SVD fails to order singular values for 3x3 matrix
I had a bug in my physics simulation (not rapier) that I tracked down to relying on svd to provide singular values in sorted order. The doc for svd states:
Computes the Singular Value Decomposition using implicit shift. The singular values are guaranteed to be sorted in descending order. If this order is not required consider using svd_unordered.
But the singular values I was getting were not sorted.
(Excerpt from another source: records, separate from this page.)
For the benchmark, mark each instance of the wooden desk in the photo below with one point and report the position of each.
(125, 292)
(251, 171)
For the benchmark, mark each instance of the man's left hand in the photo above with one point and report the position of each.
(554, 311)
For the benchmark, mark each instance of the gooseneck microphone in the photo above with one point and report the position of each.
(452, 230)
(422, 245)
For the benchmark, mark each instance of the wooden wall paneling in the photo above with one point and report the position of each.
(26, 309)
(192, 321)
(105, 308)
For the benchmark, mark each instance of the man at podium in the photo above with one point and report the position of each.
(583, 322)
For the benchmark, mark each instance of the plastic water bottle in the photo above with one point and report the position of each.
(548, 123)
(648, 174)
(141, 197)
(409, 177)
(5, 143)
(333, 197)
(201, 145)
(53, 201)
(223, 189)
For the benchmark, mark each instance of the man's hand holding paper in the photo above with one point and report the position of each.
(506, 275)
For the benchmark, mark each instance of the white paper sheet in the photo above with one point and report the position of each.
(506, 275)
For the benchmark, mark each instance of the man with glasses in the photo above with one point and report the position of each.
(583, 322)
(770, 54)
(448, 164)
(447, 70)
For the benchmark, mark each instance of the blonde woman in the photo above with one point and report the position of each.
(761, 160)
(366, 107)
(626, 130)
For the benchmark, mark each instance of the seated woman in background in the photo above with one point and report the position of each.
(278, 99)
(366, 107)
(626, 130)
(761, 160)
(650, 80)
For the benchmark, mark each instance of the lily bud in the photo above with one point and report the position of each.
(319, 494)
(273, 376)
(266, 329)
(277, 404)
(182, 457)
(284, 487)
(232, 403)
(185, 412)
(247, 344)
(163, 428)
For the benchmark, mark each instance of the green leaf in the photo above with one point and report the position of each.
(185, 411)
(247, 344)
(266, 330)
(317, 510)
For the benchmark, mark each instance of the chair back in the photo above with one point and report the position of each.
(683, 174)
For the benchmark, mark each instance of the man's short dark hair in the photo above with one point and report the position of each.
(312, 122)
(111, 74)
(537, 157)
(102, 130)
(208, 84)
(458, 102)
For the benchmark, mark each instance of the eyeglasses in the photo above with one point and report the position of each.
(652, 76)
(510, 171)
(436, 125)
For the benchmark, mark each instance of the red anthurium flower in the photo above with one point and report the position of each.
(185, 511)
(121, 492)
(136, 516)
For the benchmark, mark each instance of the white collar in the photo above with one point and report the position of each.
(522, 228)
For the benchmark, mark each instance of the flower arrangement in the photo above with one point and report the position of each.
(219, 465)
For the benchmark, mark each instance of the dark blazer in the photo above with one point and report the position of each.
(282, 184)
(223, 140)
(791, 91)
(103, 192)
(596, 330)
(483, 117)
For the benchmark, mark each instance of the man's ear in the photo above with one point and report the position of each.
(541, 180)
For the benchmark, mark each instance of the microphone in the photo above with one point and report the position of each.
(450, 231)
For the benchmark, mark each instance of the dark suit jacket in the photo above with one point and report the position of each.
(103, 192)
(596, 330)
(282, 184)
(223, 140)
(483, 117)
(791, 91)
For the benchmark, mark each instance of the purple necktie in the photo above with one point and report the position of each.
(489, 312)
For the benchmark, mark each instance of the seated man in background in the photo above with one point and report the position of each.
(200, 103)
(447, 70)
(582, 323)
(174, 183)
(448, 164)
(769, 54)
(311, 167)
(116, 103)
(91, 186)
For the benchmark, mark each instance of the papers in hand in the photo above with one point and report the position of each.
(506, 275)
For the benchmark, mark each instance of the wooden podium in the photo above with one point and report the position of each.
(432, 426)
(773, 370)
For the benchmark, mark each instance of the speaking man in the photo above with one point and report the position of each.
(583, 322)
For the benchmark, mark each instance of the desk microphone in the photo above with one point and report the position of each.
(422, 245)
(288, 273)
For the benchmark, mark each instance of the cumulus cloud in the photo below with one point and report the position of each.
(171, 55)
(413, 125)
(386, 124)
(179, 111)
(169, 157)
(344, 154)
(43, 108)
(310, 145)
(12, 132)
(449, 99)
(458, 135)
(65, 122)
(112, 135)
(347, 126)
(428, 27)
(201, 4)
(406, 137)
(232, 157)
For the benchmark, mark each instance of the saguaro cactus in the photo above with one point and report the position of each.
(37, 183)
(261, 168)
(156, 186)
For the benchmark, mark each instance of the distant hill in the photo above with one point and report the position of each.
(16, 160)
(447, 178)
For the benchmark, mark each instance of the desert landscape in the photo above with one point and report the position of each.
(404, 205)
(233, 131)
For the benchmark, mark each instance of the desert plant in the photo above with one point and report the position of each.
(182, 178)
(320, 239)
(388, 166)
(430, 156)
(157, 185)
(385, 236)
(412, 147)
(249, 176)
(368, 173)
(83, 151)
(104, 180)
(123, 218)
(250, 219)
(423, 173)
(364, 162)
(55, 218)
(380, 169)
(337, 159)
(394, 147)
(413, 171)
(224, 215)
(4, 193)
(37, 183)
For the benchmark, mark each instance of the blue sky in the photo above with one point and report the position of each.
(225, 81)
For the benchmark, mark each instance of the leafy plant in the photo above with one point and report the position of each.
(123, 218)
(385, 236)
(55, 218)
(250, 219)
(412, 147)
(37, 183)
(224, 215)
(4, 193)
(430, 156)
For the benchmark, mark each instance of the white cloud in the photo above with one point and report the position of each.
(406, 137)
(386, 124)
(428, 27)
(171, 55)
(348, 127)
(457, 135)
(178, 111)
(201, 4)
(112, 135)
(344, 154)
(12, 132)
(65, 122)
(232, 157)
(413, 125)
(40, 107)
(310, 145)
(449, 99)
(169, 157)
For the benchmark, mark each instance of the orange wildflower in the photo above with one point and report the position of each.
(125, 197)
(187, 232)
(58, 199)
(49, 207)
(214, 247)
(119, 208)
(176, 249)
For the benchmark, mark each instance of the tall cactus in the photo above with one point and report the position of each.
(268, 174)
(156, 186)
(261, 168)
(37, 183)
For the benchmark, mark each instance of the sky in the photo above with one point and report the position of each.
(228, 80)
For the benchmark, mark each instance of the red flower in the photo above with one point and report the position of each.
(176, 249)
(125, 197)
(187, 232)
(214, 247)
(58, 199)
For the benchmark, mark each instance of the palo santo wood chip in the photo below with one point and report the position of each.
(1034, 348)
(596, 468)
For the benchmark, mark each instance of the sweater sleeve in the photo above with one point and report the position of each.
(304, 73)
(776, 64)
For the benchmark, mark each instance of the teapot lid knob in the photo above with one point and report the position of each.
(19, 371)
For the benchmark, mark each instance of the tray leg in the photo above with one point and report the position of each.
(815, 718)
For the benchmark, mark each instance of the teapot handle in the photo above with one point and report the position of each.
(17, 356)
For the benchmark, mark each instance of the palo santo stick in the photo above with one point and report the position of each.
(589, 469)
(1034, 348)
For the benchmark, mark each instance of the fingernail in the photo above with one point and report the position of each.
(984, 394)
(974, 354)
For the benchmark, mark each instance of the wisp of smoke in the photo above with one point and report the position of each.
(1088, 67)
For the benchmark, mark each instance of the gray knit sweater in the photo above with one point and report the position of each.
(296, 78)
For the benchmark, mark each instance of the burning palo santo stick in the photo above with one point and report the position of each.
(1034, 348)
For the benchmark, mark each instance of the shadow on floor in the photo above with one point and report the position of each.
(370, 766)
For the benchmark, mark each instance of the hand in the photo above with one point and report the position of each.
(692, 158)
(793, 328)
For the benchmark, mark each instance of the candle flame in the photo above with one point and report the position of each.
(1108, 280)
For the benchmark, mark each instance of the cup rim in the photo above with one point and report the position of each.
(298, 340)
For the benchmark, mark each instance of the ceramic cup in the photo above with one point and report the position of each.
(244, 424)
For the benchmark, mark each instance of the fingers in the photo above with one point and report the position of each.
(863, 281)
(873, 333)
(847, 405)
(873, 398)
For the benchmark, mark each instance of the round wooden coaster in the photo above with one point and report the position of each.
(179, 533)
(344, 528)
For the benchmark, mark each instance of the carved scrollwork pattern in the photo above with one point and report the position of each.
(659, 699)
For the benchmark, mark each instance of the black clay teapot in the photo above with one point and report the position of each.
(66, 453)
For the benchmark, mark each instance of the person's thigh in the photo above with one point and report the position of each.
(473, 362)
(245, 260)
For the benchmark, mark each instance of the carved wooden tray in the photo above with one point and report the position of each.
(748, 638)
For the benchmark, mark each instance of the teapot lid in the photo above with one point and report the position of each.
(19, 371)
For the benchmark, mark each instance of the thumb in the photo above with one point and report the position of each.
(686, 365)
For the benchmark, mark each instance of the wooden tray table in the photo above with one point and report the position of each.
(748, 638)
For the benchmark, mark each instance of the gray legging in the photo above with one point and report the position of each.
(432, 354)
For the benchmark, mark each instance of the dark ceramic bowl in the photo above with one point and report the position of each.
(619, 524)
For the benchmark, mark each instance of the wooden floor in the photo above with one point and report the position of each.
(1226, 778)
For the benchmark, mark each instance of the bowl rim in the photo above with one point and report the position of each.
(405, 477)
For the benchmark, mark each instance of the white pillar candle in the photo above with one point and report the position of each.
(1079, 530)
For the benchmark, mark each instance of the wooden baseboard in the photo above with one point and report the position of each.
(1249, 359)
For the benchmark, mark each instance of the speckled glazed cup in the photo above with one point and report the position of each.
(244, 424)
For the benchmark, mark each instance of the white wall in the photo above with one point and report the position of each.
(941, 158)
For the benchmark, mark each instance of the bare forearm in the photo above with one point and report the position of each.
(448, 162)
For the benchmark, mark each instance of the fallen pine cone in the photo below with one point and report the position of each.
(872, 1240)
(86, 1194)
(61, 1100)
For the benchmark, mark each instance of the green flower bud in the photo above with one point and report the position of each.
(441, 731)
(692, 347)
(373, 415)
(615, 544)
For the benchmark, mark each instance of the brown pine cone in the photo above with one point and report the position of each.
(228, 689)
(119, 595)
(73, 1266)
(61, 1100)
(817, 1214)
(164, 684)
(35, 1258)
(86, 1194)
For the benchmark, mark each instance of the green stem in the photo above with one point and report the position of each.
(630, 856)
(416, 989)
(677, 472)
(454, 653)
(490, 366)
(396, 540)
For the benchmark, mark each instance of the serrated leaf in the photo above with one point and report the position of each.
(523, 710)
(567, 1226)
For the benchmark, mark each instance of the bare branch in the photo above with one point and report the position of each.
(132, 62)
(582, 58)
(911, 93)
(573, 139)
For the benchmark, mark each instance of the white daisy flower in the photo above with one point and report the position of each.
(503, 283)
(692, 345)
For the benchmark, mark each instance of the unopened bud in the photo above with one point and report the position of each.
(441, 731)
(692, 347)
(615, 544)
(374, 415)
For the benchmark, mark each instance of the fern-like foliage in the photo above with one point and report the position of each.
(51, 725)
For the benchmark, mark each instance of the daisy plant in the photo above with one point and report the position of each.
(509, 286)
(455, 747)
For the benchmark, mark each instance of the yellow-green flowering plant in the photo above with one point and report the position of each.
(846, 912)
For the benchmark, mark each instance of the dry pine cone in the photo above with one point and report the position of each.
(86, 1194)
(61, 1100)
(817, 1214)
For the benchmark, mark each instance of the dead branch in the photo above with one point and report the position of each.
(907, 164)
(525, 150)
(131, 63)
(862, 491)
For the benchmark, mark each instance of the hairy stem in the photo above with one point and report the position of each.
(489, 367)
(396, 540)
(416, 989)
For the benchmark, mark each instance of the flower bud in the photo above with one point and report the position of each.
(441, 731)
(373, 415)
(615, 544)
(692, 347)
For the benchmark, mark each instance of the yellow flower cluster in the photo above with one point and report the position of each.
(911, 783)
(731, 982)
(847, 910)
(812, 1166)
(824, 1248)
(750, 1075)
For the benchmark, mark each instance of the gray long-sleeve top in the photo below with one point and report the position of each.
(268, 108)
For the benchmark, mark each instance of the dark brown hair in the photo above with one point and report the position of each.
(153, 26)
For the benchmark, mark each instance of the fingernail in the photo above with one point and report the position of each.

Here is a test that reproduces the bug:
#[test]
fn svd3_sorted() {
let mat = Matrix3::<f32>::new(
1.0,
0.0,
0.0,
0.0,
0.99999994,
0.0,
0.0,
-0.00000054691924,
1.0000005,
);
let svd = mat.svd(true, true);
assert!(
svd.singular_values[2] <= svd.singular_values[1]
&& svd.singular_values[1] <= svd.singular_values[0],
"Singular values are not sorted in descending order: {}",
svd.singular_values
);
}
This results in:
thread 'svd3_sorted' panicked at 'Singular values are not sorted in descending order:
┌ ┐
│ 1.0000005 │
│ 0.99999994 │
│ 1 │
└ ┘
I am using nalgebra version 0.32.1.
There is a typo in svd3.rs:45 where rho0 is swapped with rho2 but it should be rho1 that is swapped with rho2. I don't think this is the cause of the bug though.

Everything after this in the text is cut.